“Lo que pasó en Alemania fue que los que no hicieran nada malo se sintieron culpables, y los que hicieron todo mal (durante la dictadura de Hitler), como Adolfo Eichmann, no sintieron ninguna culpabilidad”, escribió Hannah Arendt, la gran exponente de la filosofía política del siglo 20, perseguida por los nazis, refugiada y luego prominente catedrática en Estados Unidos.
Creciendo en la Alemania de la posguerra, no entendí esta verdad tan evidente - y tan oculta. Pero cuando leí el reportaje sobre el juicio que Israel hizo al burócrata del genocidio Adolf Eichmann, se me explicó lo que siempre había sentido. Nosotros, la generación de los nacidos al final y después de la guerra, siempre supimos que algo estaba mal: nuestros padres no mostraron ningún remordimiento por los crímenes cometidos a nombre de Alemania, y nosotros, que tuvimos la suerte de nacer después, nos sentimos con la permanente obligación de explicar, de pedir disculpa, de recompensar, ante nosotros mismos, ante las víctimas, ante los países vecinos, que Alemania había invadido.
Detrás de la verdad arriba citada de Arendt está la provocativa tesis de ella sobre “la banalidad del mal”. Ella detectó que los que habían cometido crímenes de guerra y genocidios no fueron unas personas con características de monstruos o locos - fueron hombres (y también mujeres) comunes y corrientes, madres amorosas, padres responsables, que en la vida “civil” trataron bien a sus perros, sus hijos y sus vecinos. Para Hannah Arendt, esto fue hasta peor y daba aun más razón de dudar de la humanidad. Y también explicaba que los millones de militantes nazi y colaboradores de la dictadura, al terminar de la guerra, se confundieron en la masa y nadie los reconoció como criminales.

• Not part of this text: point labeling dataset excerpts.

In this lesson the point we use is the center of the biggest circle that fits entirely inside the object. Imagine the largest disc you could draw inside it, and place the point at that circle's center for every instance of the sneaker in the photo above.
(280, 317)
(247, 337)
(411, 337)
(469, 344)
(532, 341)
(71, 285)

Este es el resumen del la “banalidad del mal”, revelación que a Hannah Arendt le provocó muchos enemigos. Es más fácil asumir que hay maldad, cuando sea visible y monstruosa.
Y obviamente, todos estos malos, pero "banales”, nunca sintieron ninguna culpa.
Samantha Rose Hill, quien acaba de publicar una biografía, más bien un retrato intelectual de Hannah Arendt (que ojala alguien lo traduzca del inglés al español), escribe: “para Arendt, la cuestión fue: ¿Cuál es la diferencia entre aquellos que participaron (de la dictadura y sus crímenes) y los otros, que decidieron resistir? La respuesta es: el pensar. Los que no se hicieron cómplices fueron los que se atrevieron a pensar con su propia cabeza. Y eran capaces de hacerlo por una razón: se preguntaron hasta qué punto iban a poder continuar viviendo en paz con ellos mismos, si aceptaran hacerse cómplices.”
Cito esto tan extensivamente, porque estoy convencido que esta conexión entre pensar y ética, tan crucial en varios libros y docenas de cátedras de Hannah Arendt, habla mucho también del presente de El Salvador y sobre los dilemas que todos estamos enfrentando al tener que decidir cómo comportarnos ante el surgimiento de un nuevo autoritarismo - y nuevamente con una mayoría de ciudadanos normales (“banales”, diría Hannah Arendt) apoyándolo, sin pensar - y sobre todo, sin pensar en cómo podrán vivir en paz, cuando esta historia termine en un desastre.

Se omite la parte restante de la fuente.